Streaming Ingest Service

Introduction 

The streaming ingest service is responsible for streaming new, updated and deleted items which  are sent to the streaming catalog's engine to be consumed by Rich Relevance applications.

Items sent through the streaming ingest are validated for proper JSONL and format and then sent to the streaming engine.  The streaming engine validates, transforms data and compares the data to the streaming view store and only "deltas" are sent to the streaming engine's "out" Kafka topic as well as to the streaming-view store.  Rich relevance applications, such as Find and the Legacy Catalog will consume the items from the "out" Kafka topic. 

 

There are two consumers of engine out's streamed items.  

1. Find

The engine "out" data is replicated to the front end data centers in order that Find can index the streaming information in near real time.   "Complete" snapshots are indexed in a "cutover Find index" while "active snapshots are indexed in the production Find index.  The Find API only references the production Find index.  Find does not consume items from a "creating" snapshot.

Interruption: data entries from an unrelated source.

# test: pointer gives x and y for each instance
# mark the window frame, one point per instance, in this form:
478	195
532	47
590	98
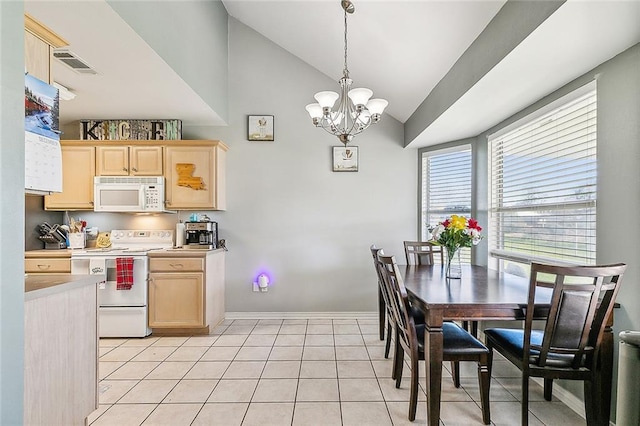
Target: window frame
499	257
423	211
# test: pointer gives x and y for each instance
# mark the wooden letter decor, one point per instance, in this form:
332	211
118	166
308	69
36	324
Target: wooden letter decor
186	178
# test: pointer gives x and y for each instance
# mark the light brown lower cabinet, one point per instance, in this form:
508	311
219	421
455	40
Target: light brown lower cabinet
186	291
60	354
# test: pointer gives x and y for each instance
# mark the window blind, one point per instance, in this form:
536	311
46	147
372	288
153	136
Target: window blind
446	188
543	187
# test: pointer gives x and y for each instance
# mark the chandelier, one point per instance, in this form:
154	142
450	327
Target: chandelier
355	111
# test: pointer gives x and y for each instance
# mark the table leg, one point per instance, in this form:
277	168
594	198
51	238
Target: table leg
382	309
433	341
604	378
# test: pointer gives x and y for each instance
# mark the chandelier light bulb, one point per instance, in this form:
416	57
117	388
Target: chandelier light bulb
377	106
360	96
314	110
355	109
327	99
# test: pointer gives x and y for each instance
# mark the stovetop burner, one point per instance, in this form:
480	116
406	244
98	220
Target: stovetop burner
129	242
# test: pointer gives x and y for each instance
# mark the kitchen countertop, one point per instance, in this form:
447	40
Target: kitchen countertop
182	252
63	253
40	285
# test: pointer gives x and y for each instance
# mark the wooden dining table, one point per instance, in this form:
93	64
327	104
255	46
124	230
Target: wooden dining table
481	294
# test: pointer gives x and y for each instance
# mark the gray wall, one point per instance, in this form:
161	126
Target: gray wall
515	21
288	213
11	212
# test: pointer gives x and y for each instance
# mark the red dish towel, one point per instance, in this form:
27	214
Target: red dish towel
124	273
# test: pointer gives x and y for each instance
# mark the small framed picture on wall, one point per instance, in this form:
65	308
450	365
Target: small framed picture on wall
345	158
260	128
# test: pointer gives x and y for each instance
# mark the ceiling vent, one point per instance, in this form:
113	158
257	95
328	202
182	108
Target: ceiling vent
74	62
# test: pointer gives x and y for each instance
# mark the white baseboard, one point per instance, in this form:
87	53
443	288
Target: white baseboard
302	315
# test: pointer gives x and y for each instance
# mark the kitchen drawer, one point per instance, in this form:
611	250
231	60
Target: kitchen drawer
50	266
177	264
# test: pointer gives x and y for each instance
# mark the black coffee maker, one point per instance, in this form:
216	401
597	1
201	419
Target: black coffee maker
201	235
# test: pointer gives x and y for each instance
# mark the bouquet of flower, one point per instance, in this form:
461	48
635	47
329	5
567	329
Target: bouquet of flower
456	232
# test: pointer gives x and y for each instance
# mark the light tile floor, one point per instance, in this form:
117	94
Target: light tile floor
290	372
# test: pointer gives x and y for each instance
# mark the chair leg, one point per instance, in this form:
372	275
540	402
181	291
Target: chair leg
590	405
387	345
548	389
471	327
484	380
413	401
399	364
397	347
525	399
455	373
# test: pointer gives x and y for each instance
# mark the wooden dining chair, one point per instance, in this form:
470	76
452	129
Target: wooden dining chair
389	321
425	253
385	317
458	344
567	347
422	252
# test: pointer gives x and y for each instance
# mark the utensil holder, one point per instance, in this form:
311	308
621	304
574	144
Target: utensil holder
77	240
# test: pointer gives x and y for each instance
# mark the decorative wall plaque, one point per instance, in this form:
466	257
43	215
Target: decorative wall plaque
107	130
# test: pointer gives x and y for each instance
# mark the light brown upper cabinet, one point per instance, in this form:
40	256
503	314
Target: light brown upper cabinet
129	160
194	171
39	42
195	175
78	170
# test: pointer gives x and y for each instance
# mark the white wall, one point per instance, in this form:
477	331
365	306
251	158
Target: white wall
11	212
191	38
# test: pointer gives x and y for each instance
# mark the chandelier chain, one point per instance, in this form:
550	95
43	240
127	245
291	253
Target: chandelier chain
345	72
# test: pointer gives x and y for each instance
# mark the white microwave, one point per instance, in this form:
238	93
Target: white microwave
131	194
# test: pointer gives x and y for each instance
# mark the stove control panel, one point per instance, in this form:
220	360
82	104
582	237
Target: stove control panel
159	238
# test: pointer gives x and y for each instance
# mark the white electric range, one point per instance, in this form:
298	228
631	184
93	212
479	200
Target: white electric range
122	313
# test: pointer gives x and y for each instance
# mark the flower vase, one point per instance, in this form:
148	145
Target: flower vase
454	267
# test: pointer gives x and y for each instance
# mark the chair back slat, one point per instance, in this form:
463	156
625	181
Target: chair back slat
375	252
581	301
399	300
422	252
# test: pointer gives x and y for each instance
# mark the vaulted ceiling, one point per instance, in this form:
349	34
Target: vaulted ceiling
400	49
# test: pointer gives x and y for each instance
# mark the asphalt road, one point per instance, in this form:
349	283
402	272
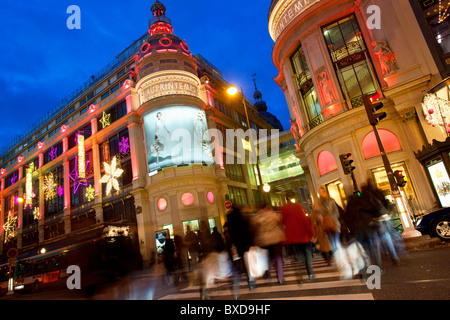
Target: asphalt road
421	275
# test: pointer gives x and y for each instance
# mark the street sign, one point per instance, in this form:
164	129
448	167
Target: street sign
12	262
12	253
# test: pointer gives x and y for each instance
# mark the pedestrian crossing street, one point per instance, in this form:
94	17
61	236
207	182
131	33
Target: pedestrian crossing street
327	286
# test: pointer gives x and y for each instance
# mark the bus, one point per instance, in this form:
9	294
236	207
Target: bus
100	260
4	279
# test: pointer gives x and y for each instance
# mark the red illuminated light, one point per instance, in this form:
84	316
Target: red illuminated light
375	97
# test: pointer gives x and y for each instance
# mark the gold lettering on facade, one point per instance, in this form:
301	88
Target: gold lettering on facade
292	12
168	86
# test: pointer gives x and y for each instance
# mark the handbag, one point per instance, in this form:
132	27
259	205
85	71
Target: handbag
328	225
256	261
225	269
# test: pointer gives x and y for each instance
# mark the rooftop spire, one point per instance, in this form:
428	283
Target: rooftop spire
159	23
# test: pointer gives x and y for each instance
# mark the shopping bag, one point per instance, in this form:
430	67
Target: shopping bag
225	269
256	261
351	260
328	225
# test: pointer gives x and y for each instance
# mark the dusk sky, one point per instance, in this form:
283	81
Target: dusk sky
42	61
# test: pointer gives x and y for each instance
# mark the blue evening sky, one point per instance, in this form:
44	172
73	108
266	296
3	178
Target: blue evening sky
42	61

2.  Legacy Catalog Adapter (Recommend and Discover)

The Legacy catalog adaptor consumes items from "complete" and "active" snapshots only and sends them to the Postgres Catalog.  Before Recommend or Discover can leverage these updates, it is still necessary to run jobs on a regular time interval.  The legacy catalog adaptor does not consume items from a "creating" snapshot.

 

Streaming view store

The streaming-engine sends items from "creating", "complete" and "active" snapshots to the streaming-view store.    The streaming view store allows customers to view their data and see that it is correct. 

Streaming Ingest Limits:

  • Each payload should be compressed using either gzip or zstd (Zstandard)
  • Limit for each payload is 5MB compressed. 
  • An individual item cannot be larger than 1 million bytes.  
  • Each payload internally is broken up into "batches".  Each batch is between 1- 1.5 MB.  You will see the number of "batches" on the status service.  

Streaming Ingest Order

Find requires that categories and regions are ingested before products.  

Pre-requisites for the Streaming Ingest Service

Before using the Streaming-ingest service to stream catalog items, the following must  be completed:

  1. Create and Publish Property Definition Collections:
    1. Create product and category property definition collections
      •  Both are required for the "product" snapshot. 
      • Find requirement: Search Attributes for properties
        • The product property definition collection should also have the search attributes (storable, searchable etc) setup.  The streaming catalog does not use the portal's search attribute configuration.
    2.   Create a region property definition collection
      • Required for the place snapshot.
      • NOTE: Place snapshot is required even if there are no regions.
    3. If the property collection's state is "creating", the definitions can be updated. 
    4. Publish all the property definition collections.  
      • Once published, property definitions cannot be modified but new property definitions can be added.
      • Note:  If a change is required, a new property definition collection can be created or an existing one can be cloned.
  2. Create a Product Snapshot .- "creating" state
    • Requires both a "published" product and category property definition collection.
  3. Create a Place Snapshot (regions)
    • Requires a "published" region property definition collection.
    • Update the Place Snapshot to "active"
    • Place snapshot is required even if there are no regions. 

Ready to Ingest Catalog Items 

A catalog is composed of items, of which each has its own unique identity.  Each item id must be unique for the ItemType within a site (apiKey).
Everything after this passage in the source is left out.